All chemicals were used as they were received from manufacturers. Lanthanum(III) nitrate hexahydrate (99.995%), strontium(II) nitrate hexahydrate (99%), nickel(II) nitrate hexahydrate (99%), iron(III) nitrate non-ahydrate (99.99%), tetramethylammonium hydroxide pentahydrate (TMAOH, 99%), diethylene glycol (DEG, 99.99%), citric acid monohydrate, 2-propanol, ethylenediaminetetraacetic acid, and potassium hydroxide (KOH) were purchased from Fisher Scientific. Absolute 200 proof ethanol was obtained from Aaper Alcohol. 5 wt % Nafion solution in lower alcohols and IrO2 powder were obtained from Sigma-Aldrich. Millipore high-purity water (DI water, 18 MΩ) was used in all experiments and synthesis and research grade, 99.999% purity oxygen and argon gases were purchased from Praxair. Vulcan XC72 carbon (VC) was purchased from Cabot Corporation and ball-milled prior to use.

Catalyst synthesis

La0.5Sr1.5Ni1−xFexOδ (LSNF, x = 0 to 1) samples were synthesized using a modified Pechini method29 followed by crystallization and annealing. A- and B-site nitrate salts, in stoichiometric ratios, were dissolved in water to create a solution in which the total concentration of metal salts was 0.1 M. Citric acid and EDTA were added, each at a concentration of 0.1 M, and then 1 M TMAOH was added dropwise until the pH had reached 7.5 in order to deprotonate and dissolve the EDTA. DEG was then injected to reach a concentration of 0.067 M and the solution was heated to 85 °C while stirring. The EDTA and citric acid were both added to ensure complete chelation of the metal cations, preventing agglomerations or particle formations that may lead to catalyst inhomogeneity.
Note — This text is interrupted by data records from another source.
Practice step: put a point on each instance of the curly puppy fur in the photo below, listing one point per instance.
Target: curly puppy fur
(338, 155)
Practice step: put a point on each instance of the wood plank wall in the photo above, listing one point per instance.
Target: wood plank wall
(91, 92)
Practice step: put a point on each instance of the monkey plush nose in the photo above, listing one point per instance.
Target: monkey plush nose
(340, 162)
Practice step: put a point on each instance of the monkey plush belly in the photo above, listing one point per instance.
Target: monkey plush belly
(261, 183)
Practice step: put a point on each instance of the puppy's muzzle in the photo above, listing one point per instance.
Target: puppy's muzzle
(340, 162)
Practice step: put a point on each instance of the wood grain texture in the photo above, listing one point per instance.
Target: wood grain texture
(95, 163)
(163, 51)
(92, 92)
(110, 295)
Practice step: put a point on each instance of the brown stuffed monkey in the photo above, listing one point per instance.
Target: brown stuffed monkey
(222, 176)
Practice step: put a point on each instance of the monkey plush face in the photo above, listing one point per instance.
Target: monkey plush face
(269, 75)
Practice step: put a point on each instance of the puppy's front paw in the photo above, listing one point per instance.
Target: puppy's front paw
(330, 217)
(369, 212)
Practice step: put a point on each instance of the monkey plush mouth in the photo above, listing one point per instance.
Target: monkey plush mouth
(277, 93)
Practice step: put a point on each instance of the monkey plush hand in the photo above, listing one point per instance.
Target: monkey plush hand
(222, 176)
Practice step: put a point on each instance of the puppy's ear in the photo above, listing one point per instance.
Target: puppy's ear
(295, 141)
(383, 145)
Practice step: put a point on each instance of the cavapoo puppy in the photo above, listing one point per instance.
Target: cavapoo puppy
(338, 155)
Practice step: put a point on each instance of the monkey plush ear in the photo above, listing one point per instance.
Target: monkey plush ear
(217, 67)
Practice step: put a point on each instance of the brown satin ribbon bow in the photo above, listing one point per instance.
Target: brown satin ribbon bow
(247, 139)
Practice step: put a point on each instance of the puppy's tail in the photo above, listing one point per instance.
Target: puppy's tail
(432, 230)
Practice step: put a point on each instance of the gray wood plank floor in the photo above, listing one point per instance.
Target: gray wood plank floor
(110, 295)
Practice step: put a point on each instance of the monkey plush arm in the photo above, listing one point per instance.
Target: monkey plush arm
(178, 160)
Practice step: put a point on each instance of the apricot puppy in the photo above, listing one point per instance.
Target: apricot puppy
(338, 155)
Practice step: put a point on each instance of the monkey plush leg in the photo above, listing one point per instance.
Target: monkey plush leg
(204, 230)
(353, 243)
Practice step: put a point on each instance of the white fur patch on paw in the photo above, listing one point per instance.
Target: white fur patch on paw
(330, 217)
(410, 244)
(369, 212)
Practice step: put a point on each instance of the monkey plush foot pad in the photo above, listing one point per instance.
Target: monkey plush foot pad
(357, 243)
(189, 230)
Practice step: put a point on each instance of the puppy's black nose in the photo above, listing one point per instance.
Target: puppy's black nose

DEG and heat were added to the solution to drive a dehydration reaction between the polyhydroxyl alcohol and the carboxylic acid groups of the chelates to form a polyester gel. Once all the water had been evaporated the gel was combusted on a hot plate at 350 °C to form mixed metal oxide precursor particles. This step was performed on a hot place and not in a sealed tube furnace to avoid possible explosions from rapid evolution of gasses upon combustion. Finally, precursor particles were crystallized at 950 °C (heated at 20 °C min−1) for 5 h, then cooled to 400 °C and left to anneal for 6 h in a tube furnace. The entire crystallization and annealing routine was done under pure O2 flowing at 200 mL min−1. Catalysts were recovered and immediately stored under Ar gas to prevent catalyst surface amorphization. Total catalyst yields per synthesis ranged from 500 to 750 mg. More details regarding the synthesis can be found in Kakihana et al.31

SrCoO2.7 and LaNiO3 were synthesized via a coprecipitation method previously reported elsewhere13,46 in which A and B-site nitrate salts in a 1:1 ratio were dissolved in a 1 wt% solution of TMAOH containing an equimolar amount of TPAB to the total moles of metal cations in order to form mixed metal hydroxide precursor particles. These solutions were flash-frozen on a rotating metal drum that had been cooled to cryogenic temperatures and was collected before lyophilization to remove water. The precursor particles were then calcined at 700 °C (LaNiO3) or 950 °C (SrCoO2.7) to form the perovskite phase.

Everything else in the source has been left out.